Even with the building’s flaws, however, criticism of the structure has been alarmingly out of proportion and flagrantly out of control. The unreasoning rejection of the solution carried over into a reluctance, or inability, to see anything good about the result. This is a thoughtful and skillful, if imperfect conversion, with the enormous added value of an inviting new cultural facility as part of the handsomely upgraded landscaping and glossily rebuilt commercial mix of a reborn Columbus Circle. The ghosts of Araby still linger in the lollipop structural supports of the ground floor, and the ’60s glitter alluringly in the perfectly restored auditorium. The custom-crafted iridescent white ceramic tiles of the façade change gently with the light. The building has presence, not prettiness; it has acquired form and focus. Mr. Cloepfil has turned camp into architecture.

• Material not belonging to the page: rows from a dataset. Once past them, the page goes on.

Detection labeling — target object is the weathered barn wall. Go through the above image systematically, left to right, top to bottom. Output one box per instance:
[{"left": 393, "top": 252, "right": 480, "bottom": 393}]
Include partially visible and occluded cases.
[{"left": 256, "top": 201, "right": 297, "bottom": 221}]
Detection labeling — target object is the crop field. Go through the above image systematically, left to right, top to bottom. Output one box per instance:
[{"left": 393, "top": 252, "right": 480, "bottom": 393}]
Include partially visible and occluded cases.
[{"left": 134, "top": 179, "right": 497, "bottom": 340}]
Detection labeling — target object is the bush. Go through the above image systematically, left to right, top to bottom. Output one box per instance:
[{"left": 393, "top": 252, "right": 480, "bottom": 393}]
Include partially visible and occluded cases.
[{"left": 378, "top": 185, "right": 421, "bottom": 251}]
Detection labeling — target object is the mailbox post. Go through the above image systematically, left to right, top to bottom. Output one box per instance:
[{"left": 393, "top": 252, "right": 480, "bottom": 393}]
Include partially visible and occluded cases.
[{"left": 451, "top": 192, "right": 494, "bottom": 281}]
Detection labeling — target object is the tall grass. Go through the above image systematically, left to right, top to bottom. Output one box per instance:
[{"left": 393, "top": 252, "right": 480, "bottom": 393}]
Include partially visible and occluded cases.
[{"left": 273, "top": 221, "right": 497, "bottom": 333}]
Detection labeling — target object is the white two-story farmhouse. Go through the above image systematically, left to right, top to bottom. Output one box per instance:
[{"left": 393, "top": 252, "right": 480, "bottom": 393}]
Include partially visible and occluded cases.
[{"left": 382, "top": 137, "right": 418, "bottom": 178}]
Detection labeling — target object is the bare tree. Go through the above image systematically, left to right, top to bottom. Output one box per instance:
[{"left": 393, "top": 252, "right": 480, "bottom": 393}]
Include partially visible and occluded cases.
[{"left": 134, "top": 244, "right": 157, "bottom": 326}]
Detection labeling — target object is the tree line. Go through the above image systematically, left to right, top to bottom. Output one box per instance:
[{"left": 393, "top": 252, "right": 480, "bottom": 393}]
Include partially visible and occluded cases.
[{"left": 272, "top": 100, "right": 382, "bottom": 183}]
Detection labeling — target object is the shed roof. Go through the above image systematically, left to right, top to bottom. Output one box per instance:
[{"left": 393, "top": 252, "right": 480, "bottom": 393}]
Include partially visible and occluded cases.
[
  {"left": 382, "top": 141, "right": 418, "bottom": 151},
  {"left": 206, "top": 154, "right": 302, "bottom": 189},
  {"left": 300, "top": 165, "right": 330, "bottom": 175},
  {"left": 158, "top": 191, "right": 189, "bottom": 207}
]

And there is enchantment inside. As craft has been broadened and redefined by the museum, the exhibits explore a special place between the grim seriousness of high art and the frivolities of fashion. It is easy art, ranging from truly beautiful to borderline kitsch, devoted to the pure pleasure of the eye. Too bad the unforgiving opposition can’t enjoy it.

Ms. Huxtable is the Journal’s architecture critic. “On Architecture,” an anthology of columns from the 1960s to the present, has just been published by Walker & Co.